"In the tradition of "Casey at the Bat" and Edgar Allen Poe." —Daniel Pinkwater on NPR
"Sierra spins an impeccably rhymed yarn about a last minute science-fair experiment gone fabulously amok."
--Kirkus Reviews (starred review)
The Secret Science Project That Almost Ate the School Illustrated by Stephen Gammell. Simon & Schuster.
The Story Behind the Book
I wanted to write a picture book about a popular elementary school tradition, and decided upon a science fair. What if a lazy student bought a science project on the Internet? What if that science project turned out to be very dangerous? I researched genuine science fair projects until I found one that might wreak havoc: the old yeast-eats-sugar-and-gets-really-really-big experiment. The most difficult part of The Secret Science Project that Almost Ate the School was telling the story in perfect metered rhyme. It took four years and two editors to get it just right. The art of Stephen Gammell is beautiful and funny and frightening, all at the same time. No wonder he has received some of the most important awards for illustrating children's books.

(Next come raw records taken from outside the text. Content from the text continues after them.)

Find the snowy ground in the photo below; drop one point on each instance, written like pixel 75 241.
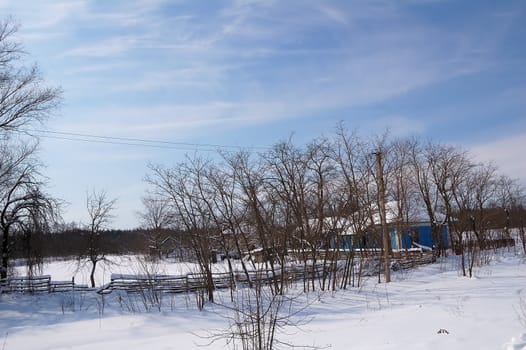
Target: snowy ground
pixel 478 313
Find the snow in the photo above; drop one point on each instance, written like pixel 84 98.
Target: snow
pixel 483 312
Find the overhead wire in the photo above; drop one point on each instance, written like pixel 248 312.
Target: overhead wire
pixel 128 141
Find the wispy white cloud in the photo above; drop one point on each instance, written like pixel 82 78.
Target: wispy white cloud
pixel 507 152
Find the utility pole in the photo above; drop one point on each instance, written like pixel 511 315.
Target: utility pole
pixel 383 220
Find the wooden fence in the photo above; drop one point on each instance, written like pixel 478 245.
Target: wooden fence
pixel 38 284
pixel 197 281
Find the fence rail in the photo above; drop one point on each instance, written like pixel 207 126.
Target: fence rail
pixel 197 281
pixel 38 284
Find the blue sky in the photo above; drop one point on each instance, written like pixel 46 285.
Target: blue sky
pixel 250 73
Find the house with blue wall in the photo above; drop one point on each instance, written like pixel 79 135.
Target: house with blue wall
pixel 417 232
pixel 421 234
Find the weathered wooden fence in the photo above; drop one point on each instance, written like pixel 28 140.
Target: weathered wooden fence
pixel 38 284
pixel 196 281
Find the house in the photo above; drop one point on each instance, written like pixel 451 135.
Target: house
pixel 404 234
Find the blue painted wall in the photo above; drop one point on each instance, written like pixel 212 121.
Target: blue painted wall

A little-known fact about The Secret Science Project that Almost Ate the School:
I wrote the book in the first person, and although I imagined this narrator as a boy, I never used the word "he." When the illustrator, Stephen Gammell, read the manuscript, he was adamant that the narrator be a girl. Why? The character said "kitty cat," and according to him, no boy would every say "kitty cat." Who was I to argue? Once I saw his drawing of the girl, I thought she was perfect. But when the editor, Paula Wiseman, told me that she and Stephen had begun calling the character "Judy," I put my foot down. A character named Judy would never cheat in a science fair (at least not in one of my books)!